Hopefully, the value of this case study is that it raises questions about the definitions of the terms we use to describe human computer interfaces, and leads us to reflect on just how and why we apply certain solutions to this problem.

This is turn will hopefully lead us to consider the difference between "productivity tools", and interactive audio visual "experiences".  It is clear that "menus, buttons and icons" are a very efficient way of presenting control for a user, and also a very important convention. 

However, there seems little reason to suppose that  non productivity based audio visual experiences, such as browsers, games, educational entertainment, etc, need to have this same kind of metaphor/convention applied to them. 

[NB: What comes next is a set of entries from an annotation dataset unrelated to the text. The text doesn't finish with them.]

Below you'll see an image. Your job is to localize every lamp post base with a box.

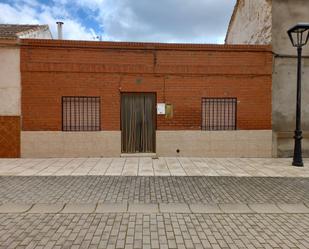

[292,130,304,167]
[292,162,304,167]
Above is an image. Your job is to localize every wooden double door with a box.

[121,93,156,153]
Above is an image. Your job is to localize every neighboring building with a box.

[0,24,52,157]
[226,0,309,157]
[21,39,272,157]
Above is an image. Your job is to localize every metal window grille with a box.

[62,96,101,131]
[202,98,237,131]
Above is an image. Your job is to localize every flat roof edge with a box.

[20,39,272,52]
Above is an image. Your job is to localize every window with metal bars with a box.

[62,96,101,131]
[201,98,237,131]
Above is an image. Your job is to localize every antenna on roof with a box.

[56,22,63,40]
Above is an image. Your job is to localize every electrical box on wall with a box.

[165,104,173,118]
[157,103,165,115]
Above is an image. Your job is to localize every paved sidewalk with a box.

[0,157,309,177]
[0,176,309,204]
[0,158,309,249]
[0,213,309,249]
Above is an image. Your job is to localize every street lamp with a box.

[288,23,309,167]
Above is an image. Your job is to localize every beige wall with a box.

[272,0,309,55]
[21,131,121,157]
[0,46,21,116]
[21,130,272,157]
[272,0,309,157]
[157,130,272,157]
[226,0,309,157]
[226,0,271,44]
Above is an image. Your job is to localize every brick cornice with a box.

[20,39,272,52]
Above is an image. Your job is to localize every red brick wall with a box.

[0,116,20,158]
[21,40,272,131]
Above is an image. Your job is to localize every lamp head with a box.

[288,23,309,48]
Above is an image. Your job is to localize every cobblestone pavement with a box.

[0,213,309,249]
[0,176,309,204]
[0,157,309,177]
[0,173,309,249]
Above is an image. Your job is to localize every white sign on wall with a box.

[157,103,165,115]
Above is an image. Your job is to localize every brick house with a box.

[0,24,52,157]
[16,39,272,157]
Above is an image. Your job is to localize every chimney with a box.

[56,22,63,40]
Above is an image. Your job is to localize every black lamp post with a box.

[288,23,309,167]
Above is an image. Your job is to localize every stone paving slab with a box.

[278,203,309,214]
[159,203,191,213]
[248,203,284,214]
[219,204,255,214]
[0,176,309,204]
[189,204,223,214]
[95,203,128,213]
[0,203,32,213]
[27,203,65,214]
[61,203,97,214]
[128,203,159,213]
[0,157,309,177]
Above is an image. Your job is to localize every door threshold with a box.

[120,153,158,158]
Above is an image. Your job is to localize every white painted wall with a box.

[18,28,53,39]
[226,0,272,44]
[0,47,21,116]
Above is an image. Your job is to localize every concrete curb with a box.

[0,202,309,214]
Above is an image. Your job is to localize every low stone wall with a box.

[0,116,20,158]
[21,130,272,157]
[157,130,272,157]
[21,131,121,158]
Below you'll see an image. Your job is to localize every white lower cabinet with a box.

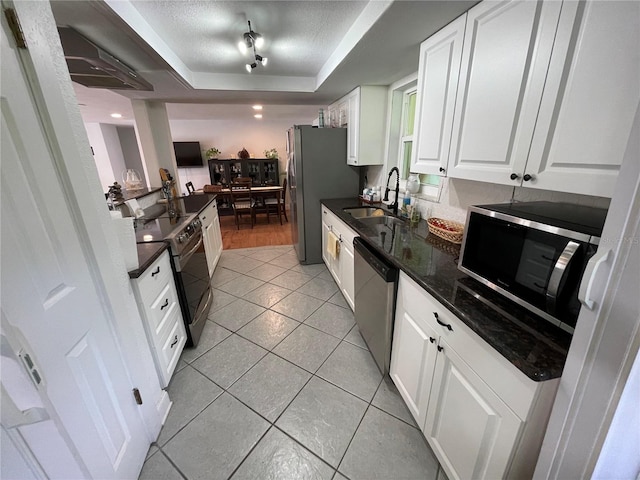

[321,205,358,310]
[131,250,187,388]
[390,272,559,480]
[198,200,222,276]
[423,340,523,478]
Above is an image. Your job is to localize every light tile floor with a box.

[140,246,441,480]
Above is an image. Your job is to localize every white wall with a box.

[84,123,125,193]
[169,118,302,189]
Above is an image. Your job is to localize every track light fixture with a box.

[238,21,267,73]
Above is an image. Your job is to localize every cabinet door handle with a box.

[433,312,453,332]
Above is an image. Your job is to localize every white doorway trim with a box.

[534,105,640,479]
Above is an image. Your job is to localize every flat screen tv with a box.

[173,142,202,167]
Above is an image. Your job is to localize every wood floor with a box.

[220,213,293,250]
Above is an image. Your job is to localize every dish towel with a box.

[327,231,340,260]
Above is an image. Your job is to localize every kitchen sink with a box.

[343,207,386,219]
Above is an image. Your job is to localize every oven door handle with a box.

[547,240,580,315]
[179,230,204,265]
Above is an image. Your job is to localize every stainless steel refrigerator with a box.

[287,125,360,265]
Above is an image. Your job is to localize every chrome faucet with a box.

[382,167,400,215]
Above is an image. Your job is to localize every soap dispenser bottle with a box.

[402,189,411,217]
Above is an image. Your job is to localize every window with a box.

[398,88,416,180]
[398,86,440,196]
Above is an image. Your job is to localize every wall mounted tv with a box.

[173,142,202,167]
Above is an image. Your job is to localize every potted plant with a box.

[264,148,278,159]
[209,147,220,159]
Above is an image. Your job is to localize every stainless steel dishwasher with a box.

[353,237,398,375]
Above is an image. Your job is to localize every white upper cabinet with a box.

[411,14,467,175]
[525,1,640,197]
[328,86,387,166]
[447,0,562,184]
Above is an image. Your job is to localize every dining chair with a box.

[229,181,256,230]
[264,178,289,225]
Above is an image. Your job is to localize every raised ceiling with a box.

[51,0,477,123]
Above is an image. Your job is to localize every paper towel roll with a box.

[111,217,139,271]
[124,198,144,218]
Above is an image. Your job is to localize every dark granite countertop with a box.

[129,242,169,278]
[321,198,571,381]
[113,187,161,207]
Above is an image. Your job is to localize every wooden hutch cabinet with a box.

[209,158,280,187]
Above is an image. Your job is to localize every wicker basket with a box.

[202,185,222,193]
[427,217,464,243]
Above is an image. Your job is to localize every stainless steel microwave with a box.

[458,202,607,332]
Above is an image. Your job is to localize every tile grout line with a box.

[158,248,422,478]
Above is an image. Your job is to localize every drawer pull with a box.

[433,312,453,332]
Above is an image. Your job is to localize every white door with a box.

[526,1,640,197]
[447,0,562,185]
[411,14,467,175]
[0,11,149,478]
[424,339,523,480]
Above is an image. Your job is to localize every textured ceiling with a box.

[131,0,368,76]
[50,0,477,123]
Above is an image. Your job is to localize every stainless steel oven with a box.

[136,209,213,347]
[171,220,213,347]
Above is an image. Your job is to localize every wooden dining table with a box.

[194,185,283,223]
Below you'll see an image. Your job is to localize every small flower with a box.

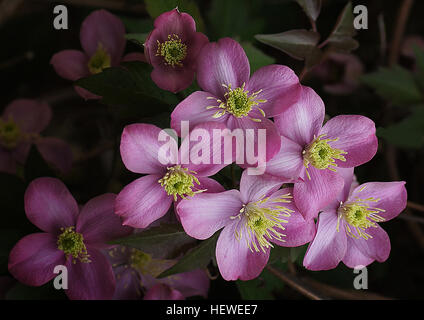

[115,122,227,228]
[266,87,378,219]
[177,170,315,280]
[50,10,146,99]
[0,99,72,174]
[144,9,209,93]
[171,38,301,160]
[303,168,407,270]
[9,178,132,299]
[108,246,209,300]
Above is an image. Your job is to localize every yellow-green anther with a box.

[57,227,90,263]
[156,34,187,67]
[88,43,111,74]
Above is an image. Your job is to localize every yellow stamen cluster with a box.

[158,165,206,201]
[231,193,293,252]
[156,34,187,67]
[302,134,347,179]
[57,227,90,264]
[206,83,267,122]
[337,189,385,240]
[88,43,111,74]
[0,118,23,149]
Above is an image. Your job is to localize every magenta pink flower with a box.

[50,10,146,99]
[303,168,407,270]
[144,9,209,93]
[108,246,209,300]
[266,87,378,219]
[0,99,72,174]
[171,38,301,160]
[177,170,315,280]
[115,122,232,228]
[9,178,132,299]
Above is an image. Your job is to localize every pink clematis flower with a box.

[171,38,301,160]
[50,10,146,99]
[115,122,228,228]
[9,178,132,299]
[108,246,209,300]
[0,99,72,174]
[144,9,209,93]
[177,170,315,280]
[303,168,407,270]
[266,87,378,219]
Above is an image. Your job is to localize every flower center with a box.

[0,118,22,149]
[57,227,90,263]
[156,34,187,67]
[302,134,347,179]
[206,83,267,122]
[88,43,110,74]
[158,165,206,201]
[230,193,293,252]
[337,191,385,240]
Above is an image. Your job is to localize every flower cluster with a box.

[5,9,407,299]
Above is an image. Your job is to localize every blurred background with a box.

[0,0,424,299]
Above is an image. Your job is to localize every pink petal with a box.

[161,269,210,298]
[275,87,325,147]
[2,99,52,133]
[76,193,133,244]
[270,188,316,247]
[24,178,79,234]
[319,115,378,168]
[121,123,168,174]
[342,237,374,268]
[0,147,16,174]
[177,190,243,240]
[197,38,250,98]
[349,181,407,221]
[36,137,73,173]
[240,170,283,204]
[144,283,184,300]
[246,64,302,118]
[266,136,304,181]
[216,219,269,281]
[80,10,126,66]
[115,175,172,228]
[303,211,347,271]
[9,233,65,286]
[293,166,344,219]
[65,248,115,300]
[171,91,228,136]
[50,50,90,81]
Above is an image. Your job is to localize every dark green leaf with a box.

[159,232,219,278]
[296,0,321,21]
[76,61,179,112]
[110,224,195,258]
[144,0,205,32]
[241,41,275,73]
[362,66,422,105]
[328,1,359,52]
[255,29,322,67]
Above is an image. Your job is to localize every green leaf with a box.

There may be great benefits waiting for us in this area if we can begin to leave behind multimedia's increasingly irrelevant ancestery in the computer sciences.

Acknowledgments

My thanks to the members of the "D'98" design team, Jodie Callum, Alex Chin, Mohamed Azlee, and George Borzyskowski, for their very valuable contributions.

References

Beames, N. (1996) "Are we doomed to Live under the curse of the cursor." in Proceeedings of AIMIA '96- Creative Exports, Australian Interactive Multimedia Industry Association, Surrey Hills.

Hutchison, A. (1996) "Problems for a Craft Culture" in Proceeedings of AIMIA '96- Creative Exports, Australian Interactive Multimedia Industry Association, Surrey Hills.

Fiske, J. (1982) Introduction to Communications Studies.  Methuen, London.

Laurel, B. (1993) Computers as Theatre, Addison-Wesley, Reading, Massachusetts.

Laurel, B. (ed) (1990)  The Art of Human Computer Interface Design, Addison-Wesley, USA,

Preece, J. (1994) Human-Computer Interaction, Addison-Wesley, Wokingham, England.

Richmond, W. (1992).  It needs design, in Communications Arts, Vol 34, No 4, 194.